Qui s'explique par la baisse des rendements des produits traditionnels.... Mais l'une des raisons fondamentales de ce comportement se trouve dans les tendances macroéconomiques des années 1990. Comme on le voit sur le graphique 6 ci-dessus, le rendement des titres de dette publique, placements traditionnels du secteur, est fortement en baisse. Pendant les années 1990, le rendement moyen des obligations gouvernementales du G7 a été de 6.5% ; en général, des niveaux de rendements de ce type sont aisément commercialisables. Mais vers la fin des années 1990, ce rendement a décliné vers 4%, comparé à 9% en début de période. En conséquence, pour soutenir la compétitivité de leur produits sur les marchés de l'épargne, les assureurs se sont vus dans l'obligation d'accroître leurs placements risqués (augmenter le profil risque/rendement) ; du coup la détention totale d'obligations d'Etats a décliné, et la détention des risques associés avec les secteurs entreprises (dérivés de crédit, obligations et actions) a augmenté fortement. Les pressions collectives des assureurs sur les pouvoirs publics pour libéraliser leurs portefeuilles, largement couronnées de succès, ont contribué à ces évolutions . Les mêmes observations sont en général valides pour les fonds de pension.

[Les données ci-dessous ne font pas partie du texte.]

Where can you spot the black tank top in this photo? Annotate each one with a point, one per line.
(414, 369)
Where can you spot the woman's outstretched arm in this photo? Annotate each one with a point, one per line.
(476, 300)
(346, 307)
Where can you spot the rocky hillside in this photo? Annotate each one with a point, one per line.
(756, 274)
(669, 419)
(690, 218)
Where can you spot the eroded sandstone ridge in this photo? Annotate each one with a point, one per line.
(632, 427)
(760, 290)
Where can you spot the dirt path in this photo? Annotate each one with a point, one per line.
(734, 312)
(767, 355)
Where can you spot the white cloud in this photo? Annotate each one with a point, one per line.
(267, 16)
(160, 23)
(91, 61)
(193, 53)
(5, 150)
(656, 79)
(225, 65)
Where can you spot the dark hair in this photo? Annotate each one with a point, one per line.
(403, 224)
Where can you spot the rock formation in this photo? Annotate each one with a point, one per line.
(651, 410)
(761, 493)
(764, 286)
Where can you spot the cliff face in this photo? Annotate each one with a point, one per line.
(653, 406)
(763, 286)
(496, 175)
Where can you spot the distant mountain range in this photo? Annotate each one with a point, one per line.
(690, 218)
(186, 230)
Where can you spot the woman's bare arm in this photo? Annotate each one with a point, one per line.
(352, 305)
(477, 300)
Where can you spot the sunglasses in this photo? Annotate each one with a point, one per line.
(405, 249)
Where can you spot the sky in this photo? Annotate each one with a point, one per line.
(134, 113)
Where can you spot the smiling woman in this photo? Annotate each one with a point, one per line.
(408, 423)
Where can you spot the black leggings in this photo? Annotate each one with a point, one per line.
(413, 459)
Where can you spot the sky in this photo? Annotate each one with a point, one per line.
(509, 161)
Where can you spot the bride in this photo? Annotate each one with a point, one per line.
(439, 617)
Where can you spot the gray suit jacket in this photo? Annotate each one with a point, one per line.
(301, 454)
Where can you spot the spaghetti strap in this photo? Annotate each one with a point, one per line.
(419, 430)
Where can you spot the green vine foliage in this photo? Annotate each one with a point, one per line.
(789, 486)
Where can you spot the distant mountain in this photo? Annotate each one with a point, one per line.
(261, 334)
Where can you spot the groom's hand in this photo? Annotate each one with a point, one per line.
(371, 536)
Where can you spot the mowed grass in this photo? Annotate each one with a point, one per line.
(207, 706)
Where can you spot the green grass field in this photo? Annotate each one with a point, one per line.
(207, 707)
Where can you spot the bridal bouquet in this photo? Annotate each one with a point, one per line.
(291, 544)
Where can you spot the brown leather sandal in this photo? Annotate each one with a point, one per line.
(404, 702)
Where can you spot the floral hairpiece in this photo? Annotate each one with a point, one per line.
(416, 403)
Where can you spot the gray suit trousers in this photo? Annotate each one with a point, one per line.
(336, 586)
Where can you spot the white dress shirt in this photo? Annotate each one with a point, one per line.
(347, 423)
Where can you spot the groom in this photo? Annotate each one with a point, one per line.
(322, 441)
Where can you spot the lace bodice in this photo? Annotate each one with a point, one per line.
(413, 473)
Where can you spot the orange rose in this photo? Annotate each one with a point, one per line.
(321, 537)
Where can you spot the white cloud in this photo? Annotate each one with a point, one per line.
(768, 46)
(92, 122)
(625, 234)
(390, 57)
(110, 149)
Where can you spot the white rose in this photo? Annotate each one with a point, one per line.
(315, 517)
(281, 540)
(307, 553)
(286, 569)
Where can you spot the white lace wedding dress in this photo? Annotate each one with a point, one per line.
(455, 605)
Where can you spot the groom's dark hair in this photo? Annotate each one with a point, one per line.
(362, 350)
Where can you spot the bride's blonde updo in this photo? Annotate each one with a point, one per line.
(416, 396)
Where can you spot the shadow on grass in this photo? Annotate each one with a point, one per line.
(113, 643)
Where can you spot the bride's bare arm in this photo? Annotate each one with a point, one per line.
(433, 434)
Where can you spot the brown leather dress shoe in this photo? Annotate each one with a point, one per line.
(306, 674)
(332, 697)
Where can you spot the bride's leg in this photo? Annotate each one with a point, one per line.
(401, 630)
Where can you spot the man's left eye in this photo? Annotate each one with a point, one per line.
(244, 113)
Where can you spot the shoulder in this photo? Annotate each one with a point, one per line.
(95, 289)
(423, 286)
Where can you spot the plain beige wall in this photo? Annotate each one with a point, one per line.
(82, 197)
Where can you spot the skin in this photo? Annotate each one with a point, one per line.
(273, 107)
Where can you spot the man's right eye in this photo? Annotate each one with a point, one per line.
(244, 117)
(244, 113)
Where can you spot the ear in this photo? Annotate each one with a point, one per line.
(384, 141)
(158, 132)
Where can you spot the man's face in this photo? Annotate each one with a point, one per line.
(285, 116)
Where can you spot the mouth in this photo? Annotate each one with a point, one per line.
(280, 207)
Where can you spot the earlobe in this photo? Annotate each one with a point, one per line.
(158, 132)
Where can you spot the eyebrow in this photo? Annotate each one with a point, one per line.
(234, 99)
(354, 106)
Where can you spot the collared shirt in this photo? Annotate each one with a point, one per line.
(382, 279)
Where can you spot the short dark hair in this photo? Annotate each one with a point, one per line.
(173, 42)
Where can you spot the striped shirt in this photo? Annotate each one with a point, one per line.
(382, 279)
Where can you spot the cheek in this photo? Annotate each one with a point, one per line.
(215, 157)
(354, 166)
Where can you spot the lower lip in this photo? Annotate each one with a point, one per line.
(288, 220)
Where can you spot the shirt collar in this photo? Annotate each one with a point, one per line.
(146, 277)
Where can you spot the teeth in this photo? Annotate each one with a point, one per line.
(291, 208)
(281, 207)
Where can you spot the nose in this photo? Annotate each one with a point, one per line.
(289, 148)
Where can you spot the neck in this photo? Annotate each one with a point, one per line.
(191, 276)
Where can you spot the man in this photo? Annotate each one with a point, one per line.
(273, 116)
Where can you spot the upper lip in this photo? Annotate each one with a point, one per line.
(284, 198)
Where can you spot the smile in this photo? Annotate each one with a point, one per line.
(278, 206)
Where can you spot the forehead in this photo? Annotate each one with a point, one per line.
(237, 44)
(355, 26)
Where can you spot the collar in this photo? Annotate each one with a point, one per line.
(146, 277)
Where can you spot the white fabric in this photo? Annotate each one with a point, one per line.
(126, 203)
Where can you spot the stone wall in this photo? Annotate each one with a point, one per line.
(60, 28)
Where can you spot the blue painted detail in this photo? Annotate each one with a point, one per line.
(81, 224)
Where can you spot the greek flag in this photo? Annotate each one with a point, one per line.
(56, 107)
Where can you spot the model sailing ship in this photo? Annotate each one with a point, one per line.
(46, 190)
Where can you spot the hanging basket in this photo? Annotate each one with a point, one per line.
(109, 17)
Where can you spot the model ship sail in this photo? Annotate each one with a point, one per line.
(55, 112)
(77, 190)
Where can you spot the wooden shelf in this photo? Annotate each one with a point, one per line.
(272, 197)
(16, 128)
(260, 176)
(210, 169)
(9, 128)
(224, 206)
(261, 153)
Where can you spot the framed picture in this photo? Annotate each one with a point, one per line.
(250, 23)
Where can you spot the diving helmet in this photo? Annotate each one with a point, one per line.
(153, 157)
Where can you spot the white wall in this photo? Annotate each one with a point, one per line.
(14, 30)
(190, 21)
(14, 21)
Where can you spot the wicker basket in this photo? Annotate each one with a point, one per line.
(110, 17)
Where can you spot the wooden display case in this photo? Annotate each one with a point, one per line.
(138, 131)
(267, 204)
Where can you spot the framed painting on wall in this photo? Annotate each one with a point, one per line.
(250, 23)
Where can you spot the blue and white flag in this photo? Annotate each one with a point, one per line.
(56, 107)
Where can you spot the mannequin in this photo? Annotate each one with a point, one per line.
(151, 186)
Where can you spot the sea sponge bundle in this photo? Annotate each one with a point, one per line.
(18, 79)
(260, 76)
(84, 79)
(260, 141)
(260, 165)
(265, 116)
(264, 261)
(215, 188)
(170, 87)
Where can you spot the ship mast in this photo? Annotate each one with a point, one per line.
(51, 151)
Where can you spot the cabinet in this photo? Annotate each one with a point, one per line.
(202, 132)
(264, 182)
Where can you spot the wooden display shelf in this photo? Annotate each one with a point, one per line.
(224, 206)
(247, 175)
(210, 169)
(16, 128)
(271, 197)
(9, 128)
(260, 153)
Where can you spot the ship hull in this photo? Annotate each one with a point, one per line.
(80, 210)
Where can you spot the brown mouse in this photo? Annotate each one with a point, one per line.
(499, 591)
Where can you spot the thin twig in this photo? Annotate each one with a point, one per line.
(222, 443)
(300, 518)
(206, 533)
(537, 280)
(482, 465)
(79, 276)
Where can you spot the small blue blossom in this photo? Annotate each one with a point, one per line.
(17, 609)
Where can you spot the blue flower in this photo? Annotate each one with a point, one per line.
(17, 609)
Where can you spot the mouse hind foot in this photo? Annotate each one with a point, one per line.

Graphique 7 - Rendement obligataire moyen des G7 1990-2002

....et l'innovation financière, qui introduit des risques d'un genre nouveau L'innovation financière a aussi contribué à l'élévation des risques absorbés par les assureurs, et en particulier des risques qui sont générés par les crédits bancaires aux entreprises. Aux Etats-Unis cela s'est fait via des « credit default swaps », une forme d'assurance pour le secteur bancaire en cas de faillites dans le secteur non-financier. La globalisation financière a impliqué qu'une partie de ses risques ont été ainsi transférés en Europe. En d'autres termes les assureurs européens ont absorbé des risques bancaires originaires des Etats-Unis via l'innovation financière, introduisant ce faisant des contraintes potentielles de liquidité, alors que leurs contraintes traditionnelles sont surtout à long terme via l'adéquation actifs / engagements à long terme.

La régulation visant à rallonger les horizons de la gestion présentée au point précédent traite en partie ces problèmes ; toutefois il convient de limiter les classes d'actifs autorisées. Il s'agit aussi d'assurer une adéquation entre les actifs détenus et les engagements à long terme.